Mein wunderbares Ich

Charlie — ein sehr guter Schüler, für einen 14-Jährigen erstaunlich wenig pubertär-verzickt, famoser Fußballspieler. So gut gar, dass er von einem Scout das Angebot bekommt, in die Jugendakademie eines englischen Ligaclubs aufgenommen zu werden. Vater Paul kann sich vor Stolz kaum mehr halten. Wohl auch, weil Charlie nun das ermöglicht werden könnte, was ihm selbst aufgrund einer Verletzung verwehrt geblieben war und ihn stattdessen dazu zwang, sich einen regulären, öden Job suchen zu müssen und sich mit Golf abzulenken.

Doch kann Charlie (grandios: Harry Gilby) diese Freude nicht ganz teilen. Klar, Fußball ist cool, doch ist da noch etwas, worüber Charlie mit keiner Person sprechen kann. Das ist etwas in ihm. Nämlich die echte Charlie. Charlie ist ein Mädchen, kein Junge. Mehr und mehr distanziert Charlie sich, widerspricht den Eltern Paul (Scott Williams) und Susan (Patricia Potter), verschlechtert sich in der Schule, will den Fußball aufgeben, zieht sich immer mehr in sich zurück.

Das richtige Leben…

Als Charlie etwa für eine Hochzeit einen Anzug zu tragen hat, ist ihr das Unbehagen nicht nur anzusehen, nein im Film Einfach Charlie von Rebekah Fortune überträgt sich dieses auf uns Zuschauer*innen. Wie Charlie am Kragen zerrt, den Ärmeln nestelt, sich windet. Bis sie aus der Hochzeitsgesellschaft ausbricht, losrennt in den Wald, zu ihrem Versteck. Hier hat sie ein paar der aussortierten Kleider ihrer Schwester Eve (Elinor Machen-Fortune) deponiert. Kaum aus dem falschen Anzug befreit und ein Kleid übergestreift, ist Charlie ganz bei sich.
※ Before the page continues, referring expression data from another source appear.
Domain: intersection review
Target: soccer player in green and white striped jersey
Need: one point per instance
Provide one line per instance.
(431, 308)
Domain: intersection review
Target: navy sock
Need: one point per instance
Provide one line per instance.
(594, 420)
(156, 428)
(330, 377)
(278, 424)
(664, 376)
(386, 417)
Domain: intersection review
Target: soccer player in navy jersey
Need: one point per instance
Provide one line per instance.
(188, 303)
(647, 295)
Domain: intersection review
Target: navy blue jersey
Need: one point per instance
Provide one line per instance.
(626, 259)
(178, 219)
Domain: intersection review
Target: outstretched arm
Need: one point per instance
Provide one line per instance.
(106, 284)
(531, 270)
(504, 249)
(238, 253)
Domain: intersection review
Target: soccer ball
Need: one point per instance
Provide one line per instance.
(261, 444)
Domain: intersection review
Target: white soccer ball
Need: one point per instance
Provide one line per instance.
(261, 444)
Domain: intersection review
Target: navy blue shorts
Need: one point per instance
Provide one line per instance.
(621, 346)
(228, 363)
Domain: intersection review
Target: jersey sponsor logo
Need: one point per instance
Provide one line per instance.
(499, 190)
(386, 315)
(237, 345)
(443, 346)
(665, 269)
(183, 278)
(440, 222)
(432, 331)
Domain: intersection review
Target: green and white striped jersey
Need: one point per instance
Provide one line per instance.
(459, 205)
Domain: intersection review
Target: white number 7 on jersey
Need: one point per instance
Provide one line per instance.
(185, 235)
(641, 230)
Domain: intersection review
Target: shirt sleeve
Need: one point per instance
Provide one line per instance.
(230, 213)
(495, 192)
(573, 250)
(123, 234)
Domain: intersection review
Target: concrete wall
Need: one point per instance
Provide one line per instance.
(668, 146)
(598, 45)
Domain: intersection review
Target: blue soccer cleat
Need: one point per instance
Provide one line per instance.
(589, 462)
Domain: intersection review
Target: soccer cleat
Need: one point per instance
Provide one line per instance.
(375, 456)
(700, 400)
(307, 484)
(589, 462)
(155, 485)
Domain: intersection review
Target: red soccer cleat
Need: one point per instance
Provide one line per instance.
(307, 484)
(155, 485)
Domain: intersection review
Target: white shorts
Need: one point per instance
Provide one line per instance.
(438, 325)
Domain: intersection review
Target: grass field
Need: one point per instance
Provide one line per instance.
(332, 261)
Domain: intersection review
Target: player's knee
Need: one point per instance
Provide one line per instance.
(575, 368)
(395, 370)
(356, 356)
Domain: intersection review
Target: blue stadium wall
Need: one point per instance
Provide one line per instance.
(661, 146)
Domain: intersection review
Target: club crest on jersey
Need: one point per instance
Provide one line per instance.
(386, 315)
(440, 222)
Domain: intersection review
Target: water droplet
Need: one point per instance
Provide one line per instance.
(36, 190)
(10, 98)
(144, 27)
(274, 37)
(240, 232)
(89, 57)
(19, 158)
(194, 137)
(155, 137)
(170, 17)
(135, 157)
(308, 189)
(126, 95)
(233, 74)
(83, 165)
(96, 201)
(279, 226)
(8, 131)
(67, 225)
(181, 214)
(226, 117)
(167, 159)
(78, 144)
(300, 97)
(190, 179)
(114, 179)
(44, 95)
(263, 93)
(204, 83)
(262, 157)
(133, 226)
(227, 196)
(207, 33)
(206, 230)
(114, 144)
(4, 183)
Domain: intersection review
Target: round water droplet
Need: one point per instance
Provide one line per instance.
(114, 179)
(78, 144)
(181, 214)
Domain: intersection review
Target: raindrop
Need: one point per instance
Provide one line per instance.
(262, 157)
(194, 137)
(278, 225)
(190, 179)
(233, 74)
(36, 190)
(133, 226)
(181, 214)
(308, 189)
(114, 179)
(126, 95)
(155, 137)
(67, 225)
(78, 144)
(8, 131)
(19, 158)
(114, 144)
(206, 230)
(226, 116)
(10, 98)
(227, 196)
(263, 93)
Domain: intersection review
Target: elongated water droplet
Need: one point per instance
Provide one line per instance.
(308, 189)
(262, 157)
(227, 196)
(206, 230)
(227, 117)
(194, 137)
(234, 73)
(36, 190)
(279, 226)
Noch sein ganzer Stolz: Charlie und Vater Paul // © Salzgeber

Dies allerdings sieht auch der Fußballtrainer Mick (Peter Machen) — und uns schwant Böses. Was vollkommen unnötig ist, denn gerade dieser soll sich als eine der ersten Personen erweisen, die Charlie sowohl Hilfestellung als auch den einen oder anderen, wenn auch verklausulierten, guten Rat zu geben versucht. Im Gegensatz zu einem überforderten, auch recht egoistischen Vater, als der herausfindet, dass sein Sohn doch eigentlich seine Tochter ist.

…im falschen Körper…

In diesen Momenten glänzt der von Peter Machen geschriebene Film ohne Ende. Das Bedrückende, Gedrungene und Hektische, wenn Charlie ein Junge sein muss. Das Befreite, Helle und Ruhige wenn sie sie sein kann und darf. Eine Stelle, in der sie ein Bad nimmt, sich rasiert, umzieht, schminkt, wird auch dank der Bilder von Karl Clarke in Erinnerung bleiben. Dies allerdings auch durch den Bruch, als Papa reinkommt und „his little boy“ in diesem für ihn unnormalen Aufzug vorfindet und recht handgreiflich wird. 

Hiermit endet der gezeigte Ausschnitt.